Whenever a craft requires extensive sewing I start to get a little nervous. It’s true … I am driving blind behind the metaphorical wheel of a sewing machine. Every now and then, with meticulous planning, I work up the courage to take on a sewing craft, but if I can avoid stitching, I do. That is why I brainstormed ways to create home decor projects with all my scrap fabric without going to battle against a bobbin. Here is what I came up with: a ripped fabric garland! It is so easy and so simple that you could do it in your sleep. Okay, maybe not in your sleep (safety note: using scissors while sleeping is hazardous, in case you didn’t know), but you don’t have to be a DIY enthusiast to master this fabric garland.
- Scraps of fabric
- Twine, string or baker’s twine (I used a regular twine)

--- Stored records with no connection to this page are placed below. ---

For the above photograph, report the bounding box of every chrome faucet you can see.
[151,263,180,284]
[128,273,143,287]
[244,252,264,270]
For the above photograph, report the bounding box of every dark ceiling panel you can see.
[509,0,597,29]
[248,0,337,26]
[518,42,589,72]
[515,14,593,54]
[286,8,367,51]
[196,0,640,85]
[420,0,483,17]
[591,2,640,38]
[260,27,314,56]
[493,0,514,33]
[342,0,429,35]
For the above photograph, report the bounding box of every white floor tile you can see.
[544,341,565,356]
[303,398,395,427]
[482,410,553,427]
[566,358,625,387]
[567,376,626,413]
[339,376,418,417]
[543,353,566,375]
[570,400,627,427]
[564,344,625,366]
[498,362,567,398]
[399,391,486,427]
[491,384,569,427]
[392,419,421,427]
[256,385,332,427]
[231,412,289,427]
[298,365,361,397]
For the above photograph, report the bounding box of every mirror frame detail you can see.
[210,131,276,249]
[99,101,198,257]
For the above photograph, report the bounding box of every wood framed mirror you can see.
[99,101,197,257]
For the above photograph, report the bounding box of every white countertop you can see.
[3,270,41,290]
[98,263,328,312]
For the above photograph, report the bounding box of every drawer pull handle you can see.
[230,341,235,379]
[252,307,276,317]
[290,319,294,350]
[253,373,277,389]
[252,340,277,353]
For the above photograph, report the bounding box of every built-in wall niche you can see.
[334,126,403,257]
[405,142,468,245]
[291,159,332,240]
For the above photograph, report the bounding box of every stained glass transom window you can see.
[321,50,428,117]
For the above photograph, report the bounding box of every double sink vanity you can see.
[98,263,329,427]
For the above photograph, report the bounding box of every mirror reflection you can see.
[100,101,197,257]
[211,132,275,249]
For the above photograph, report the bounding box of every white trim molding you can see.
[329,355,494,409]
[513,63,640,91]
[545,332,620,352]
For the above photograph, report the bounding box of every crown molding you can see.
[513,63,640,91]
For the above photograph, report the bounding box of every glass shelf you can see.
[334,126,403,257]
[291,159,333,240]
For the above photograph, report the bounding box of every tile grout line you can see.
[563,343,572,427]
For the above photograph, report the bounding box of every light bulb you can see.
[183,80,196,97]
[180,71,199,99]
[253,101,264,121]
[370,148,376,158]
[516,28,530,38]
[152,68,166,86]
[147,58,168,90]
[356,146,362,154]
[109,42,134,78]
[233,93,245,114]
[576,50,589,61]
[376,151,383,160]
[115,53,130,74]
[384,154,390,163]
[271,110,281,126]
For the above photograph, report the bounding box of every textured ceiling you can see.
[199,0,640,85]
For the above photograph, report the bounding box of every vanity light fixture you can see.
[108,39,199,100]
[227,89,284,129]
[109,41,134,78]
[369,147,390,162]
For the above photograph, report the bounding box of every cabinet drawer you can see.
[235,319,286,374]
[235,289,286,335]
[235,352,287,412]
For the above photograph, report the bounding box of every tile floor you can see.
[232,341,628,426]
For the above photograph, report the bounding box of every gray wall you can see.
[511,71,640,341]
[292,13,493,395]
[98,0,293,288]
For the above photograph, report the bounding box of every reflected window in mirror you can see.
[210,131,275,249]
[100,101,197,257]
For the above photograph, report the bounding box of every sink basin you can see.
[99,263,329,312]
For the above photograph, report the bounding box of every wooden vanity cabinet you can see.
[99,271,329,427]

Step One: Take your first fabric scrap and lay it flat. Then, along one side of the fabric use your scissors to cut tabs that are about two inches wide.

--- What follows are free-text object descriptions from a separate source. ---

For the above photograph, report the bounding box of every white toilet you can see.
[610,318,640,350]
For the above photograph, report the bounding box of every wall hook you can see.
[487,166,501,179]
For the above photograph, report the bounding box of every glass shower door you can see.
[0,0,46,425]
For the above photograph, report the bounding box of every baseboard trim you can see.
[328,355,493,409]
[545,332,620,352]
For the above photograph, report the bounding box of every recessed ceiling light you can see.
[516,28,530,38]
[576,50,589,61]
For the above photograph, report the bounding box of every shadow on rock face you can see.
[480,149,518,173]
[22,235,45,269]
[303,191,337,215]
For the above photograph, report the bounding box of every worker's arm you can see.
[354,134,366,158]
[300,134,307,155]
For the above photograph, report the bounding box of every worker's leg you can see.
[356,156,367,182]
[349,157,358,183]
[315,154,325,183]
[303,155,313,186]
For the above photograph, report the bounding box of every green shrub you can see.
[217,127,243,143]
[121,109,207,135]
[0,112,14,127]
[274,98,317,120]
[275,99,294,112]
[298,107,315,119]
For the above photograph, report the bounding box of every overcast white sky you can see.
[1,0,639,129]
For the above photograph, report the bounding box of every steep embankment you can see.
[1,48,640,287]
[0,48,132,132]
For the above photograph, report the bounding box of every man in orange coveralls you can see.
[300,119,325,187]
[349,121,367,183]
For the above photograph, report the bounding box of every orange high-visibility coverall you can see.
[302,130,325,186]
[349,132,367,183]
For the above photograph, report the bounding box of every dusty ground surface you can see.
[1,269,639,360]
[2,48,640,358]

Step Two: Next, you will want to use those tabs as a starting place to rip your fabric into strips. I like to rip fabric for this fabric garland for several reasons. First, it is much quicker and easier to rip fabric rather than to cut fabric. The ripped edge also gives the garland a more whimsical look.
Step Three: You will want to cut all your long fabric strips into smaller strips for this step. Each strip is already two inches wide, but the lengths may vary depending on your original fabric scrap. I cut my strips down to be about eight inches long; however, there is no rule on how long or short your strips can be, so go ahead and go crazy with it. Also, make sure to repeat steps one through three with all the fabric scraps you want to use for your garland.
Step Four: Simply take your twine/string/or baker’s twine and cut it to the length of the garland that you want to make. I cut mine to be four feet, but again there are no rules (this is crafting anarchy).
Step Five: Tie your fabric strips to the twine. It is that easy. Make sure to really fill that twine up with fabric strips.
Step Six: This is your final step. All you need to do is scrunch all those fabric strips together to make your garland more full.
A final note to you garland fanatics: remember to think outside the box with this craft. I have made variations of this garland for photo backdrops, for my little boy’s room, as a main item on my holiday mantel and in dozens of colors. Don’t be afraid to experiment with the length of your garland, the size of your fabric strips and the way you hang it up. Like I said, go crazy!